Consider these investment questions: If you own shares of all the stocks in a particular sector or industry, do you want to see all the underlying companies flourish? Or do you want to have a perpetual state of some killing off others — to the ultimate benefit of consumers?

And if you have so many assets that you own large percentages of all the companies’ shares in a sector or industry, do you necessarily support the stock prices of weaker players who would otherwise be forced to improve or exit the market?

These are compelling questions veteran Philadelphia Inquirer reporter Joseph DiStefano raised recently in an excellent article about mutual-fund giant Vanguard Group’s increasing domination of the publicly traded REIT market.

The Vanguard REIT Index fund VGSIX, -0.81% and its lower-cost Admiral shares sibling VGSLX, -0.84%   currently contain around $65 billion in assets, according to investment researcher Morningstar, while the Vanguard REIT ETF VNQ, -0.85% has another $34 billion in assets. Altogether, Vanguard has a cool $100 billion in these funds, which is more than 10% of property REITs’ entire market capitalization of almost $1 trillion.

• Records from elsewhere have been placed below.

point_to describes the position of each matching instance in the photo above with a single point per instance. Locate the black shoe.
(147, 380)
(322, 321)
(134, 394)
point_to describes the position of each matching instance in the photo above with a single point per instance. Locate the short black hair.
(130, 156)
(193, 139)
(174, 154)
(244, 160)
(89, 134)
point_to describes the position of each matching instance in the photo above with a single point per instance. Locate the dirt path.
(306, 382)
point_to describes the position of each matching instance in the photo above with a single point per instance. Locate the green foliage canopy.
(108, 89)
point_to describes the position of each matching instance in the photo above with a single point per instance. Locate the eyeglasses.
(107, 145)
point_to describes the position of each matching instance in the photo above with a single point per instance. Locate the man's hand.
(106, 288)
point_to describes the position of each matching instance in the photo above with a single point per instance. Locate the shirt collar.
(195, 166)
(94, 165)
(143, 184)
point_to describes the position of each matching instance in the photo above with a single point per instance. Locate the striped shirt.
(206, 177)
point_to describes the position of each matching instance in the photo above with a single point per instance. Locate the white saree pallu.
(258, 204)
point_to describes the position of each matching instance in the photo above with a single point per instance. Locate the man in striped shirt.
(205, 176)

This doesn’t even count the REIT shares Vanguard owns in its broadly diversified funds such as the Vanguard 500 Index Fund VFINX, -2.12%    and the Vanguard Total Stock Market Index fund VTSMX, -2.08%  , which together have close to $1 trillion in assets.

REITs comprise roughly 3% of the U.S. stock market, meaning these two diversified Vanguard funds have an additional $30 billion in REIT stocks. That takes Vanguard’s stake up to about 13% of the entire REIT sector.

Now add the ETF versions of those two broadly diversified funds and that’s another $150 billion in assets, bringing Vanguard index funds’ ownership to more than 15% of the REIT sector. As DiStefano reports, if you include BlackRock’s BLK, -2.98%  and other index providers’ holdings with Vanguard’s, index funds own around 30% of all publicly traded property REITs.

Will big REIT index funds now have to own non-REITs?

One problem with this is that index funds buy and sell shares mechanically, without evaluating the companies whose stocks they’re trading. Previously, by contrast, there was “a ‘mafia’ of specialized investors who pressed REIT managers when returns lagged,” as DiStefano quotes Janney Montgomery Scott analyst Robert Stevenson. Investors who knew the sector would also prevent management teams from oversupplying markets with new construction.

Moreover, it may be tougher now for REITs to go public if they are not large enough to get into the small-cap and dedicated REIT indexes. Currently, REIT index investors may be indiscriminately buying properties whose values are flattening at a time when interest rate hikes might hurt the sector.

Besides the lack of pressure on management and mechanical trading, there is some risk that Vanguard may violate REIT laws that end REIT tax protections when a 10% or more mutual fund owner also owns 10% or more of a REIT tenant. Because Vanguard’s ownership is scattered among different funds, so far it hasn’t triggered this problem. (Real estate companies organized as REITs must pass 90% or more of net income to shareholders in exchange for tax-free status at the corporate level.)

However, Vanguard recently asked shareholders to allow its REIT Index funds to buy more real estate-related companies not organized as REITs. In other words, Vanguard effectively is admitting that its REIT index funds can no longer remain completely tied to a REIT index and must track a broader index that includes non-REIT real-estate operating companies.

DiStefano’s article quotes Jeffrety DeMaso, research director at Adviser Investment in New York, saying: “When you own all the landlords, competition among them — in which REITs might improve properties and cut rents to attract the best tenants — starts to look not like a natural part of a free-market system favoring the best property managers, but like a nuisance that eats into owners’ total profits.”

Vanguard denies that concentrated ownership creates stock-price distortions, according to DiStefano, but clearly the desire to track a broader index means that REITs are getting too big for the funds’ mandate.

Is indexing to blame?

If the current trend continues without a serious market correction, Vanguard may have to close its REIT index funds to new money, even if they become broader real estate funds, to avoid violating the 10% REIT ownership rule. Although that would be noteworthy, it isn’t clear Vanguard would deserve blame for price distortions. Investors will find vehicles through which to buy shares in any case.

It’s true that index funds tend not to pressure companies and can’t sidestep the most egregiously overpriced stocks. But many actively managed funds aren’t terribly active in terms of both their portfolio choices and in how they interact with company management teams. They wind up hugging an index anyway — and for a much higher fee than index funds.

Yet the real problem may be with investors who continue to throw money at high-yielding sectors like REITs without considering valuation.